More from Ryan: “Berklee President Erica Muhl cited an uptick in positive cases among students there in a message to the public Thursday afternoon. She attributed the rise to off-campus gatherings, saying that faculty and staff positivity rates have remained low.”
City Councilors looks to BPS for information on ‘incidents’
The Legislature isn’t the only one feeling the heat. Boston City Councilors criticized Boston Public Schools as the electeds requested reports from incidents going back to the start of the year. Boston Herald’s Sean Philip Cotter reports that Councilor Frank Baker submitted a records request looking for information on an incident that left a Dorchester principal unconscious.
More from Cotter: “Baker — and other councilors — talked of ‘multiple other incidents’ that they’d heard tell of since the start of the school year, and the Dorchester councilor said this records request is intended to ‘get a clearer understanding of what happened across all our schools.’”
New policy could to lead to fines for Boston developers
Developers who do not provide Boston officials with demographic data on their workforce would be fined under a new policy the Boston Employment Commission approved Wednesday. GBH News’ Daniel Kool reports that the policy allows for fines of up to $300 per day for each violation.
Fair is fair: Nantucket citizen article proposes topless beaches for all
For her, it’s about equity. Town meeting in Nantucket could decide next spring to allow topless sunbathing for all on the island’s beaches, a move the citizen who is pitching it says is about fairness since men have been doing so since time immemorial, Dean Geddes of the Inquirer & Mirror reports.

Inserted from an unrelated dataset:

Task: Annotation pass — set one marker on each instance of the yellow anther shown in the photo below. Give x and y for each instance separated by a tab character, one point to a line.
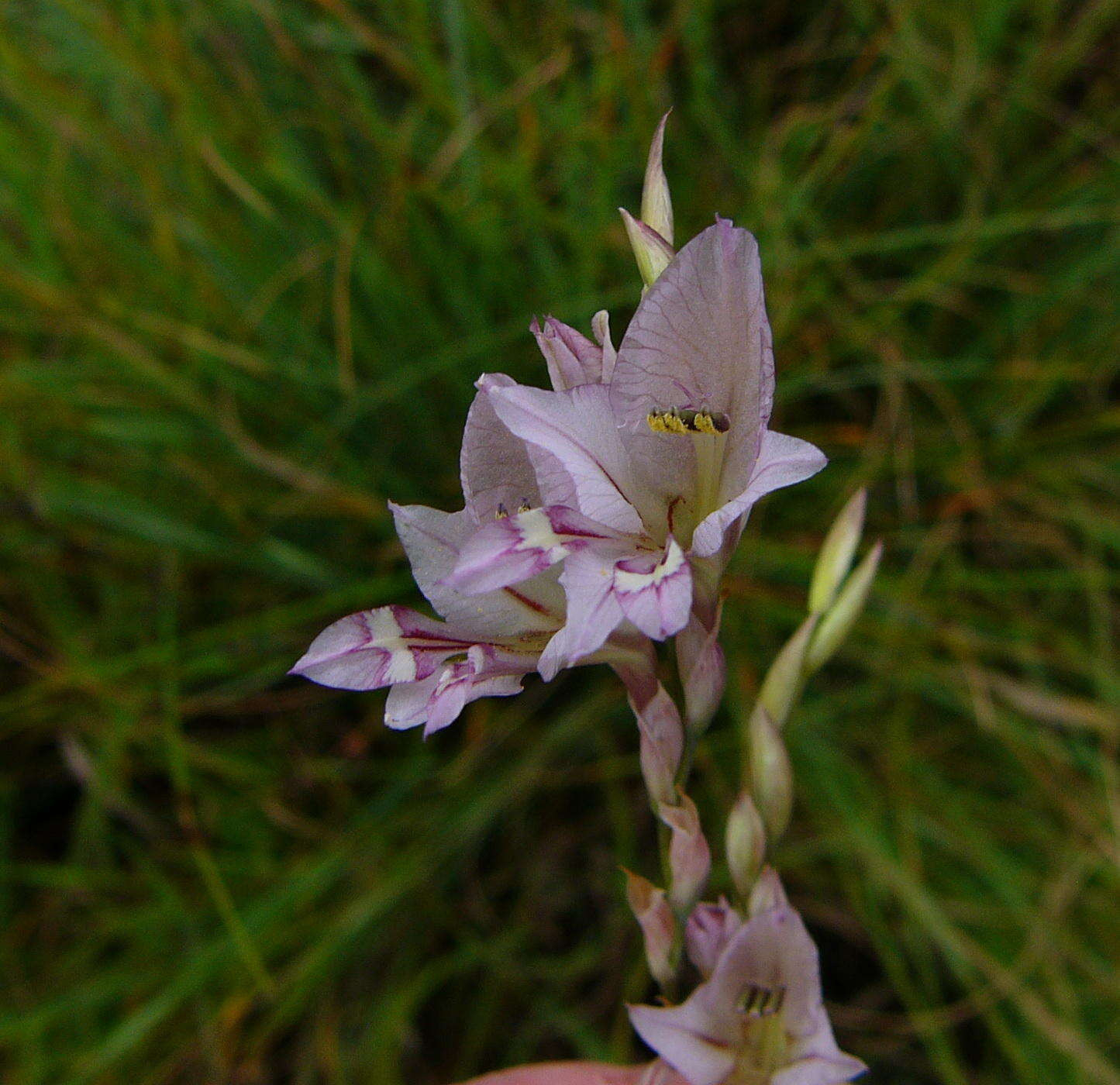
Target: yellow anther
684	420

Sunday Public Affairs: Bill Galvin, Lori Trahan, and more
Keller at Large, WBZ-TV Ch. 4, 8:30 a.m. This week’s guest: Rep. Lori Trahan discussing new infrastructure funding, prospects for the “social infrastructure” bill, and what the Gosar censure debate tells us about the state of partisan relations in Congress.
This Week in Business, NECN, Sunday, 10 a.m. This week’s topic: Conversations with leaders of three non-profits and their expanding missions: Uncornered Boston, Cradles to Crayons and the Massachusetts Immigrant and Refugee Advocacy coalition.

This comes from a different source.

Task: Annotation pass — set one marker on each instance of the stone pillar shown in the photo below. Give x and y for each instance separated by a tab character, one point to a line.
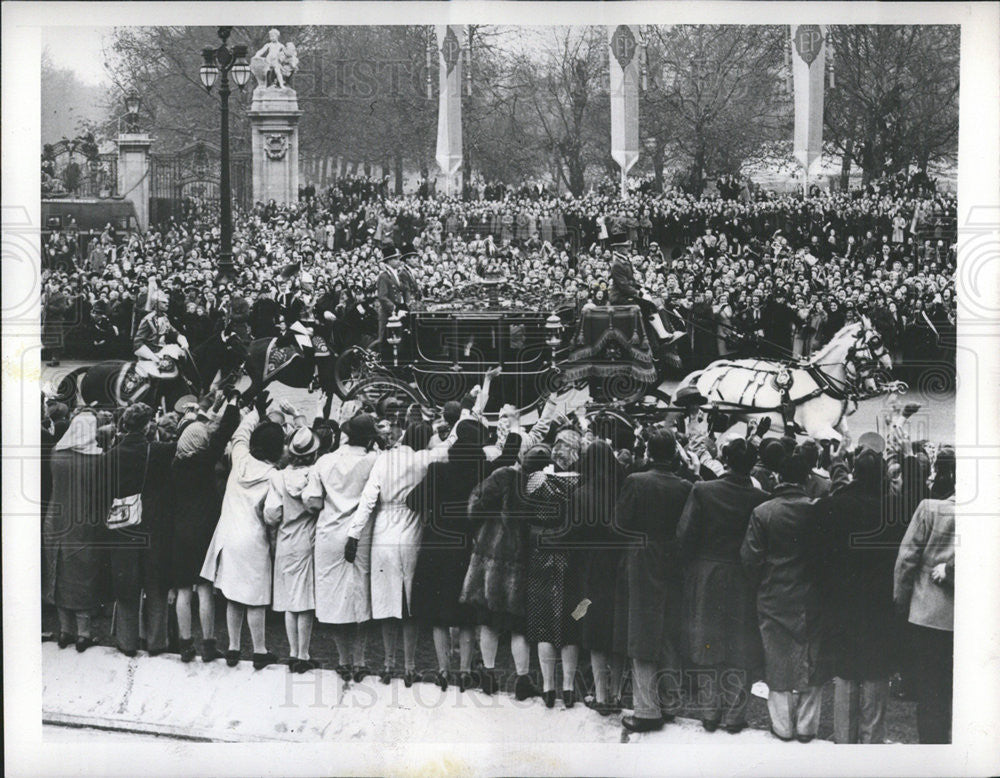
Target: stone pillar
133	173
274	119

On The Record, WCVB-TV Ch. 5, Sunday, 11 a.m. Guest: Massachusetts Secretary of State Bill Galvin talks with hosts Ed Harding and Janet followed by a political roundtable discussion with analysts Mary Anne Marsh and Rob Gray.
CityLine, WCVB-TV, Ch. 5 Sunday 12 p.m., This week’s topic: A spotlight on Greater Boston Food Bank programs, resources and volunteers around the region that are battling the continued problem of hunger in our state. Project Bread’s Director of Program Communications Miriam Avila and Senior Director of SNAP Outreach Programs Khara Burns share information on available resources, and how to receive SNAP benefits.